Correct lines r4a and 4aJ to r4G and 4CJ, and insert ``between cylinder bottoms 1a'' next to ``fit and insert'' in line 13 of the same page. (2) "Different diameter piston 5" in lines 10 to 5 on page 14 of the same book was changed to "the tip of the piston 5 of different diameter was inserted into the fitting recess 5d" and "5d" in line 9 of the intervening page. are corrected and overturned to "5e". (3) "4a" on page 14, line 10 of the same book is corrected to "4C1." (4) Figure 1 is corrected as shown in the attached sheet.

Claims (1)

[Claims] 1. A piston with a different diameter having a small diameter head and a large diameter head is fluid-tightly and movably inserted into an irregularly shaped mask cylinder having a small diameter cylinder hole and a large diameter cylinder hole arranged M in series. A small-diameter side hydraulic pressure chamber is defined in the small-diameter cylinder hole at the front of the section, and a large-diameter side hydraulic pressure chamber is defined between the small-diameter head rear and the large-diameter head front, and the fluid passage between the reservoir and both hydraulic pressure chambers is defined. A first valve part having a valve chamber interposed therein, in which a first valve body having a valve head is brought into pressure contact with a valve seat by a valve spring, and fluid pressure difference allows flow toward the reservoir; A cylindrical body that is locked to a valve body and has a valve seat formed on the top, and a second valve body that is seated on the valve seat within the cylindrical body, and a second valve part that warps and allows flow in the direction.
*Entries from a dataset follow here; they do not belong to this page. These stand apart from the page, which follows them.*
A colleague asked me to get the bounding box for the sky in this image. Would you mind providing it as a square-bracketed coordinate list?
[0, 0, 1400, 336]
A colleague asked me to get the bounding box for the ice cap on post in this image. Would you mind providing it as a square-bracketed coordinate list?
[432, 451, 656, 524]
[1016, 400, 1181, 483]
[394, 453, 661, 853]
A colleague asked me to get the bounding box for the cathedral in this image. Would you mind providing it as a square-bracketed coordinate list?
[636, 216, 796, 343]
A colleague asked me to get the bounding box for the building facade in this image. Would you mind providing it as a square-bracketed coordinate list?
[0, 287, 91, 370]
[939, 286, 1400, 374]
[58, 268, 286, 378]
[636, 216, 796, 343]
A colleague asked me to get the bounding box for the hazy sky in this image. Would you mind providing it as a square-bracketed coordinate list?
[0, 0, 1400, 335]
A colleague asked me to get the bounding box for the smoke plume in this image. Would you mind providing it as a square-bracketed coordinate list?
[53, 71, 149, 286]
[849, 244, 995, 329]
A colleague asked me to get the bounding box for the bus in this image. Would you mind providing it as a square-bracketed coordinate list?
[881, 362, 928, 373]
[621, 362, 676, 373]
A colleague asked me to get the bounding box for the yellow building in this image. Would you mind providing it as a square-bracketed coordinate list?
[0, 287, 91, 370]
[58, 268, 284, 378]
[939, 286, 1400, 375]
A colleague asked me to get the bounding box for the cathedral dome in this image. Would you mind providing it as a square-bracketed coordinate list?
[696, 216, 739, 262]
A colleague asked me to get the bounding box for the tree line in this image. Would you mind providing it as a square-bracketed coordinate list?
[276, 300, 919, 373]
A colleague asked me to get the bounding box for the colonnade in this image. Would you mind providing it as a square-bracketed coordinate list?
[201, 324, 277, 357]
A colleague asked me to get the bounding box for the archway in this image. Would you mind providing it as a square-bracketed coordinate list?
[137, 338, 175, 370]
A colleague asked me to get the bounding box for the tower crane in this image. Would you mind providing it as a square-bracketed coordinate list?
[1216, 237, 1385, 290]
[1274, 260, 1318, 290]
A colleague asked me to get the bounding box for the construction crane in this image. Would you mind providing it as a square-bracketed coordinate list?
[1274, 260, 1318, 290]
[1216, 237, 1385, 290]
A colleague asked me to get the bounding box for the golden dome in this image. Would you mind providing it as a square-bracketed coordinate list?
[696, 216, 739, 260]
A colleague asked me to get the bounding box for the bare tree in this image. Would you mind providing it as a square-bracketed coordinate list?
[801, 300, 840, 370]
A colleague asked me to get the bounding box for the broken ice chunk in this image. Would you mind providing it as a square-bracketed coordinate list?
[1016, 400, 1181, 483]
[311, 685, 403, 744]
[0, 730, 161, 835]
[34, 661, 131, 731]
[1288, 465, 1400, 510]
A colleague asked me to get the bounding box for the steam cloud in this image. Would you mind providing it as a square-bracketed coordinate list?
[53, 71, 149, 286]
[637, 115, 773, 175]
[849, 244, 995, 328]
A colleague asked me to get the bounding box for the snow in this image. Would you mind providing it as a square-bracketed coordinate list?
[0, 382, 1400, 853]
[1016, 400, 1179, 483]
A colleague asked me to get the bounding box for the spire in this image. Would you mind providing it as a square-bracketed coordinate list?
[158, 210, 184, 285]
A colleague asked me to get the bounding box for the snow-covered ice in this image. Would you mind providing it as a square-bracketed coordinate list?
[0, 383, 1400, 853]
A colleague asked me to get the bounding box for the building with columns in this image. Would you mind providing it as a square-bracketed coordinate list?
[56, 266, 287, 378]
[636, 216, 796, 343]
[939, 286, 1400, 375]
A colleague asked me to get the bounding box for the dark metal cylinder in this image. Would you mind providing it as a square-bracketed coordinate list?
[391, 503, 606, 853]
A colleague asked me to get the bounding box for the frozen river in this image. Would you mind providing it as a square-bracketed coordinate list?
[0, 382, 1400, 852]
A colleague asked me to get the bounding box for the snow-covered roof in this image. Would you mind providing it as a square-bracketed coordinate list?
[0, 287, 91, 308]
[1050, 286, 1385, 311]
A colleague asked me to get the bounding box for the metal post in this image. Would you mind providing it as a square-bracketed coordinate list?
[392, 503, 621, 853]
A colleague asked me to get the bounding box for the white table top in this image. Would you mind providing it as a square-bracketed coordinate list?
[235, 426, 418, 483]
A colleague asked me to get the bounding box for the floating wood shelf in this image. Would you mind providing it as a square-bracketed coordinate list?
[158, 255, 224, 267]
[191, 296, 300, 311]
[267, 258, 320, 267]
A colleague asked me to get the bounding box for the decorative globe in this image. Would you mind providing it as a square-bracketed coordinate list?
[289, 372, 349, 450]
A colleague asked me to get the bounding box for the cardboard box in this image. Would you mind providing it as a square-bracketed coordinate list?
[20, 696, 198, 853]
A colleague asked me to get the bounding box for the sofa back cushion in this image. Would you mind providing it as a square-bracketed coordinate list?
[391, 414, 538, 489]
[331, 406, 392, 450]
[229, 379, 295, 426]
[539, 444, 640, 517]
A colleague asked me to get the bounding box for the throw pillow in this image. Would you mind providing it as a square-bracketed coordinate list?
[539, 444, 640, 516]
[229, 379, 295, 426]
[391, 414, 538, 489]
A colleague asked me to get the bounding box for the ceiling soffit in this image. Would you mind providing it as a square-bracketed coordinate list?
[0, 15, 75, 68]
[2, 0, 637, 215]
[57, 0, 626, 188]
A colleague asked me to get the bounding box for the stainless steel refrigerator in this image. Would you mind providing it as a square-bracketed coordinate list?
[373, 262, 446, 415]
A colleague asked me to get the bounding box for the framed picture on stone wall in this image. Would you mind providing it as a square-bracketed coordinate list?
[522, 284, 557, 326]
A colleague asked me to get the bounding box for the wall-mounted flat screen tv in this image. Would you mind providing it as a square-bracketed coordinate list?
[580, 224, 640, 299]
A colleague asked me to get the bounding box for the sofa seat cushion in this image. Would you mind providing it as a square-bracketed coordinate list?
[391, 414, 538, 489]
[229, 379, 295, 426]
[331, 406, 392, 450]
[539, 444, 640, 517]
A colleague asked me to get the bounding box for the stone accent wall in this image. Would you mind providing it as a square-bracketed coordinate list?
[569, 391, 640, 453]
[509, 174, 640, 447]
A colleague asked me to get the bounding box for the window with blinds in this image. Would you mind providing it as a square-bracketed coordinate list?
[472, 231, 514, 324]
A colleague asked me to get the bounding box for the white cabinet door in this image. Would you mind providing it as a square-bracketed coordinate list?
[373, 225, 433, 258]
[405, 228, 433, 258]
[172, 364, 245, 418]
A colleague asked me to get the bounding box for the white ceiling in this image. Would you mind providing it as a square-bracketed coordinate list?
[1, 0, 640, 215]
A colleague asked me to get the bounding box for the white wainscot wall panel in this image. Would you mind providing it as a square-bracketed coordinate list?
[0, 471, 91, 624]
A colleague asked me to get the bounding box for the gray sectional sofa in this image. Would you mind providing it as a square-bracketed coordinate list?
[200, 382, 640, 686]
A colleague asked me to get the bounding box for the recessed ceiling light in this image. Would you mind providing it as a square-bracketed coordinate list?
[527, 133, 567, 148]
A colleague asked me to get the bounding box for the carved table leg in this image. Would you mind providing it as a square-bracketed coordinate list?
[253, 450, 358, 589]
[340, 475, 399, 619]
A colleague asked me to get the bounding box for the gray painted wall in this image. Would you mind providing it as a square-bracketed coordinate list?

In the quick-filling mask cylinder equipped with a pressure control valve, the pressure control valve includes a liquid passage hole penetrating in the axial direction of the first valve body, a guide portion guided to the inner wall of the valve chamber, and a guide portion guided to the inner wall of the valve chamber. A liquid passage portion formed by partially cutting out a peripheral edge of the guide portion, the valve spring receiving portion, and a spherical valve head formed around the opening end of the liquid passage hole, and a spherical valve head formed around the opening end of the liquid passage hole. A rapid filling type mask cylinder characterized by being held so as to be guided by the cylinder.